The attractiveness of the World Wide Web stems in part from its highly visual character, the same factor that played a large role in the rise of the personal computer and its dominance over the mainframe. Typically, the World Wide Web is organized into various "web sites" which typically comprise a server that transmits data to a client computer running a "browser." The browser is software that provides a user with a window and various controls through which data from the server can be viewed and navigated. A particularly useful feature of World Wide Web data is its ability to be linked through hypertext commands such that users can quickly navigate from one document to another and even from one web site to another through very simple intuitive commands such as the activation of a mouse button. Using the World Wide Web, users can view and/or download text, graphics and hear sounds from sites all over the globe. In addition users can also download new software, or software capable of modifying programs already installed on the client computers.
These same features available to users of the World Wide Web on the Internet can also be provided to users of a local network through an "intranet", a non-public computer network that includes clients and servers arranged analogously to the Internet. This capability has received increasing attention from many organizations as information useful to employees carrying out their assignments can be distributed quickly throughout the network to personal computers within the organization. In particular, many organizations are utilizing intranets to provide access to databases and custom software programs for individuals in the organization using such intranets. For example custom software applets created using the Java.TM. programming language (available commercially from Sun Microsystems of Mountain View, Calif.), can be operated in conjunction with software and data already installed on the remote computer which is either external or internal to the intranet to provide users access to data and software specific to their job tasks without the difficulties associated with disseminating and maintaining many copies of special-purpose software as has been done traditionally.
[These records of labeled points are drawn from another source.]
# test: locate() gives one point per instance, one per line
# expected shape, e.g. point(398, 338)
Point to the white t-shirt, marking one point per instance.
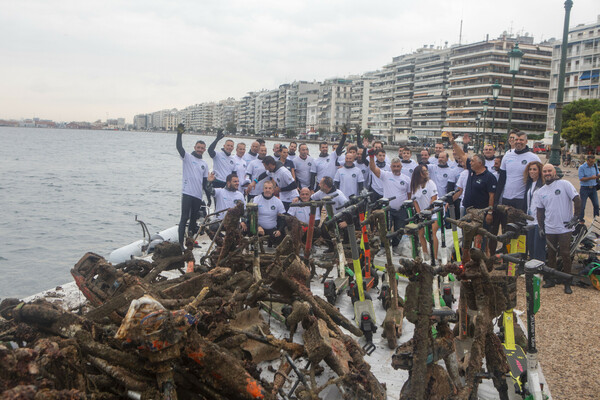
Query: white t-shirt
point(303, 213)
point(253, 171)
point(557, 199)
point(249, 157)
point(514, 164)
point(462, 183)
point(303, 168)
point(395, 185)
point(349, 179)
point(376, 182)
point(283, 178)
point(223, 165)
point(240, 169)
point(325, 166)
point(338, 201)
point(226, 199)
point(268, 210)
point(441, 176)
point(365, 171)
point(423, 195)
point(195, 170)
point(532, 200)
point(409, 167)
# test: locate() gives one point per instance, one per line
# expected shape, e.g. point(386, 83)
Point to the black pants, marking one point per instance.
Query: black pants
point(398, 219)
point(217, 184)
point(562, 243)
point(190, 210)
point(273, 241)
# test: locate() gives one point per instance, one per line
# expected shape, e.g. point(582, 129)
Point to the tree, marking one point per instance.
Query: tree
point(579, 131)
point(585, 106)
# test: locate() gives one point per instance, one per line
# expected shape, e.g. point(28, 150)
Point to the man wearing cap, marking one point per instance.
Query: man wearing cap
point(588, 175)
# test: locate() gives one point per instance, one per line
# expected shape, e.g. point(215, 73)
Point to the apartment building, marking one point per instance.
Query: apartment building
point(360, 98)
point(430, 94)
point(582, 69)
point(334, 105)
point(475, 67)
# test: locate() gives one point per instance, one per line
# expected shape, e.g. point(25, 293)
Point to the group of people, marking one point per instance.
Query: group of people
point(273, 182)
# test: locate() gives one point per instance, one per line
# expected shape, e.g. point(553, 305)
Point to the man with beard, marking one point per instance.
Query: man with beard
point(283, 179)
point(408, 164)
point(326, 164)
point(223, 162)
point(270, 210)
point(195, 174)
point(254, 170)
point(349, 178)
point(555, 203)
point(226, 197)
point(292, 151)
point(253, 153)
point(395, 184)
point(511, 184)
point(304, 165)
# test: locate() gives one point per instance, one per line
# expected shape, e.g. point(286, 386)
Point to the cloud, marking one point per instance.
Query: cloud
point(80, 60)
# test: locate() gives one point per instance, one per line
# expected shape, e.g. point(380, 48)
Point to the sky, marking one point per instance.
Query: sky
point(87, 60)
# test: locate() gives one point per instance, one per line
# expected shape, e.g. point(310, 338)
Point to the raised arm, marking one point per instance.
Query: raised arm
point(178, 141)
point(372, 166)
point(211, 148)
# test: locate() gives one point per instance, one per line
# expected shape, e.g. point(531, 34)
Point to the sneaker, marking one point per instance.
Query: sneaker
point(548, 284)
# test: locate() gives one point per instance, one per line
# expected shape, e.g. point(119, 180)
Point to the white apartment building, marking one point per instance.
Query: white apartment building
point(582, 69)
point(359, 105)
point(334, 105)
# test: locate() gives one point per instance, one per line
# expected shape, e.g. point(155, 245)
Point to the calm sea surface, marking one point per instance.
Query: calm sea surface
point(66, 192)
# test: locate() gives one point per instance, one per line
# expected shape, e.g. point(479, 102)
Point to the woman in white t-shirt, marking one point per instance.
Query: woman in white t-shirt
point(534, 179)
point(424, 193)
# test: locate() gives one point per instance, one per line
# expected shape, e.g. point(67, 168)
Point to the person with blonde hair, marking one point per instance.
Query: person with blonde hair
point(534, 180)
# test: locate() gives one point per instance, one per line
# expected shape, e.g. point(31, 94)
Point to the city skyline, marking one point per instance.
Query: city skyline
point(75, 62)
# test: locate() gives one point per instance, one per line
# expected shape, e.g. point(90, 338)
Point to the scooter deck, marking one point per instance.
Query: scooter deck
point(517, 361)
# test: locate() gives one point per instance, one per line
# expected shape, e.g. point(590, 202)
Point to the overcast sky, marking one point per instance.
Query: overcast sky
point(86, 60)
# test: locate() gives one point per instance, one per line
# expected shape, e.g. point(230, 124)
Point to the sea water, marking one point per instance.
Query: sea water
point(66, 192)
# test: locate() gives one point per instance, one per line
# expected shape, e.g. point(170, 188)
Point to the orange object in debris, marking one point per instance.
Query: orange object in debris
point(254, 389)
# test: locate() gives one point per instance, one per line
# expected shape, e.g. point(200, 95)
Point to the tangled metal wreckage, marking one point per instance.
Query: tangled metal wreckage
point(228, 328)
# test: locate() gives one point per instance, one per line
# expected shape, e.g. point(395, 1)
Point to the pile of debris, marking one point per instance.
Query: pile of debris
point(199, 336)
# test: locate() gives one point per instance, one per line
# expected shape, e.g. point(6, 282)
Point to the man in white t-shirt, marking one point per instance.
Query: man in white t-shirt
point(443, 174)
point(511, 184)
point(253, 153)
point(270, 211)
point(195, 172)
point(303, 164)
point(226, 197)
point(349, 179)
point(223, 162)
point(555, 203)
point(395, 184)
point(408, 164)
point(254, 169)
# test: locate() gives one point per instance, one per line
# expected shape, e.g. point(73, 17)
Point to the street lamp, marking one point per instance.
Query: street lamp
point(555, 153)
point(514, 62)
point(477, 136)
point(495, 94)
point(485, 106)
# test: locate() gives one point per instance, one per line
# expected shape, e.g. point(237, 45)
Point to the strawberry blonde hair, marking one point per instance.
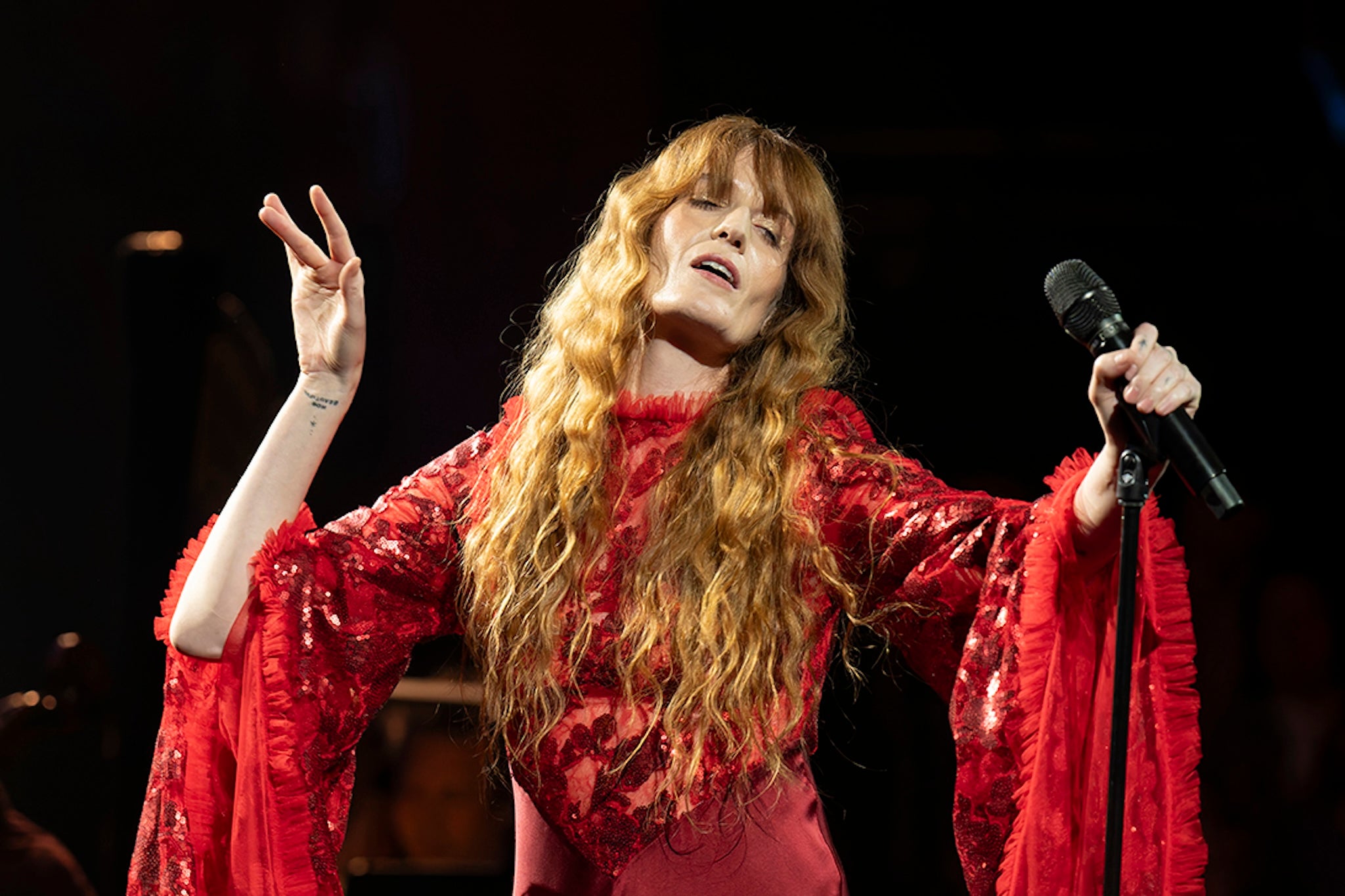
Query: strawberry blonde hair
point(717, 586)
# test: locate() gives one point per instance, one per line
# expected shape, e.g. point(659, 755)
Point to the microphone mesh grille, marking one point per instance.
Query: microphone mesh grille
point(1067, 286)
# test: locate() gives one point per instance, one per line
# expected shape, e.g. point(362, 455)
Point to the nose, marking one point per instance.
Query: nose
point(734, 227)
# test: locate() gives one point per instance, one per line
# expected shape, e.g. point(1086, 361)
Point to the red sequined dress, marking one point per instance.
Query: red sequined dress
point(252, 771)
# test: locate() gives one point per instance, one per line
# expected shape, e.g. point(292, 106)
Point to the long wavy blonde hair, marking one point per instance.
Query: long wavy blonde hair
point(717, 587)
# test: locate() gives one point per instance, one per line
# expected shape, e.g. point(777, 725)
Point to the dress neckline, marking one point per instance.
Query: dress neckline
point(680, 408)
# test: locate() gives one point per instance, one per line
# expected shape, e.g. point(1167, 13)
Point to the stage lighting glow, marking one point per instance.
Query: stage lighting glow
point(154, 241)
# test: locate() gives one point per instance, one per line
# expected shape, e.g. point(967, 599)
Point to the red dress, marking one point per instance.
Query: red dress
point(255, 762)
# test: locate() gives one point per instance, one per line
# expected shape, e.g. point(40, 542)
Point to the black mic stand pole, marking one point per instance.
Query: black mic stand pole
point(1132, 494)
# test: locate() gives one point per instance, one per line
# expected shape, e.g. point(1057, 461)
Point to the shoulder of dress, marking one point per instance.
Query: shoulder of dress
point(835, 414)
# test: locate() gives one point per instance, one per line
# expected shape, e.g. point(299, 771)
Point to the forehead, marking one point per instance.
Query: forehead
point(757, 177)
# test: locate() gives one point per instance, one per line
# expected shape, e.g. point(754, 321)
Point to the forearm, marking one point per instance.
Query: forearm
point(269, 494)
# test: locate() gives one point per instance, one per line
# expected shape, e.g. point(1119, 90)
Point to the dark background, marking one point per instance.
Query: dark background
point(1193, 160)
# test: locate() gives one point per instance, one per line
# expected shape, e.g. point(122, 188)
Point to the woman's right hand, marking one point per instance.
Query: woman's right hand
point(327, 300)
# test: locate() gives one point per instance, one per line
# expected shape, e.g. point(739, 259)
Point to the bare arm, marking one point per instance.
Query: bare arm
point(328, 308)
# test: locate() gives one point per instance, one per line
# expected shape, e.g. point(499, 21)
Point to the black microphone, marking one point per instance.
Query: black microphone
point(1088, 310)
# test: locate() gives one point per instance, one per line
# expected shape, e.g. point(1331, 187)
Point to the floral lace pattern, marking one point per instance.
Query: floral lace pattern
point(338, 610)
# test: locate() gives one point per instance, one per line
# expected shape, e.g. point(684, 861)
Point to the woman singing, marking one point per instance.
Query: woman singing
point(653, 555)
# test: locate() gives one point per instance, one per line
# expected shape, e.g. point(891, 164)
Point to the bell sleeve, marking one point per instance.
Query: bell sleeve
point(989, 603)
point(254, 766)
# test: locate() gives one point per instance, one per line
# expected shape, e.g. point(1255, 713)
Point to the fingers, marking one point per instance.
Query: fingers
point(1158, 382)
point(353, 288)
point(280, 223)
point(338, 238)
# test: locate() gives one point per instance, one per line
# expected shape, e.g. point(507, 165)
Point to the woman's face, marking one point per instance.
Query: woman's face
point(718, 268)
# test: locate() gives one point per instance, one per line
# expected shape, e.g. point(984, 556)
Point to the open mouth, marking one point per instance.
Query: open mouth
point(720, 269)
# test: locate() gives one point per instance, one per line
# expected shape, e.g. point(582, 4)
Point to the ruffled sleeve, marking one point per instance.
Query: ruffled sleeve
point(255, 761)
point(988, 602)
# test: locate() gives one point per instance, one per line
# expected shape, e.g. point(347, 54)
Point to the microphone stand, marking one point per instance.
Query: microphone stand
point(1132, 494)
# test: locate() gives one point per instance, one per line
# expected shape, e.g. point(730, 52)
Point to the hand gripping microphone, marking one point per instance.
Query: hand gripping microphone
point(1087, 309)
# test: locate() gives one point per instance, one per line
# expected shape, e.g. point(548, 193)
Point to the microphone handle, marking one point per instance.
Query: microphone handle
point(1174, 437)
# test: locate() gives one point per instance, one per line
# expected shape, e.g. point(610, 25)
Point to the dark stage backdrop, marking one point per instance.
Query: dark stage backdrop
point(1193, 160)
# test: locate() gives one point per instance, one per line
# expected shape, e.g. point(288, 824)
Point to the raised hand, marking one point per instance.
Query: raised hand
point(1156, 383)
point(327, 299)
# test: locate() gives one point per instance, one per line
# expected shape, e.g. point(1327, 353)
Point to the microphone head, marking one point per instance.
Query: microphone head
point(1080, 299)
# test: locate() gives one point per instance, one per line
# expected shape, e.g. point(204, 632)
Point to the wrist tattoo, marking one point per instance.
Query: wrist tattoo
point(319, 402)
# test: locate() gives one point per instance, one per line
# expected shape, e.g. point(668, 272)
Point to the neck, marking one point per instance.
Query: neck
point(663, 368)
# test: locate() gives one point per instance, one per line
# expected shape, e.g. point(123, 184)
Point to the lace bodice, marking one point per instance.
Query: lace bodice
point(338, 609)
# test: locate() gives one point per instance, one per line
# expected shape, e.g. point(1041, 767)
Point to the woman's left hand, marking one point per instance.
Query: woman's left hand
point(1157, 383)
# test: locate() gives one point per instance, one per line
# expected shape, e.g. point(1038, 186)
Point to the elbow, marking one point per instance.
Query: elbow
point(192, 640)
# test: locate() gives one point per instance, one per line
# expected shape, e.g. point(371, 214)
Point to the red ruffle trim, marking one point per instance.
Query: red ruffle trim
point(1168, 608)
point(178, 578)
point(296, 857)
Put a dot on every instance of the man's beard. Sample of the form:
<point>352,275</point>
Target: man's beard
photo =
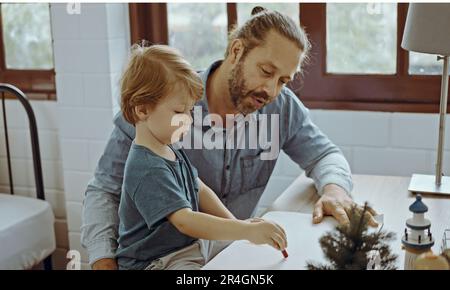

It is often desirable for software distributed through a secure intranet to have full access to the system resources of the client computer; whereas software distributed over less secure networks external to the intranet system generally are allowed little or no access to system resources, such as file moving capabilities, as such software cannot always be trusted. For example, some software applications include "Trojan horse" functions that install computer viruses on the host computer. Other software application may copy, alter, or delete critical data from the host computer and even forward that data to another computer system surreptitiously. Unfortunately, there is no viable method or apparatus to enable trusted software to access certain resources while restricting other software from accessing the same resource. Users are therefore left with a trade-off between enabling all software (trusted or suspect) access all system resources or limiting the access of all software in an effort to preserve the security of the client system.
Thus, it would be of great benefit to computer users, and especially computer users within organizations in which multiple computer users are connected through a computer network, to provide methods and systems for controlling resource access for both information and software over the network so that the above-described problems associated with highly decentralized computer networks can be mitigated. As will be described here and below, the present invention meets these and other needs.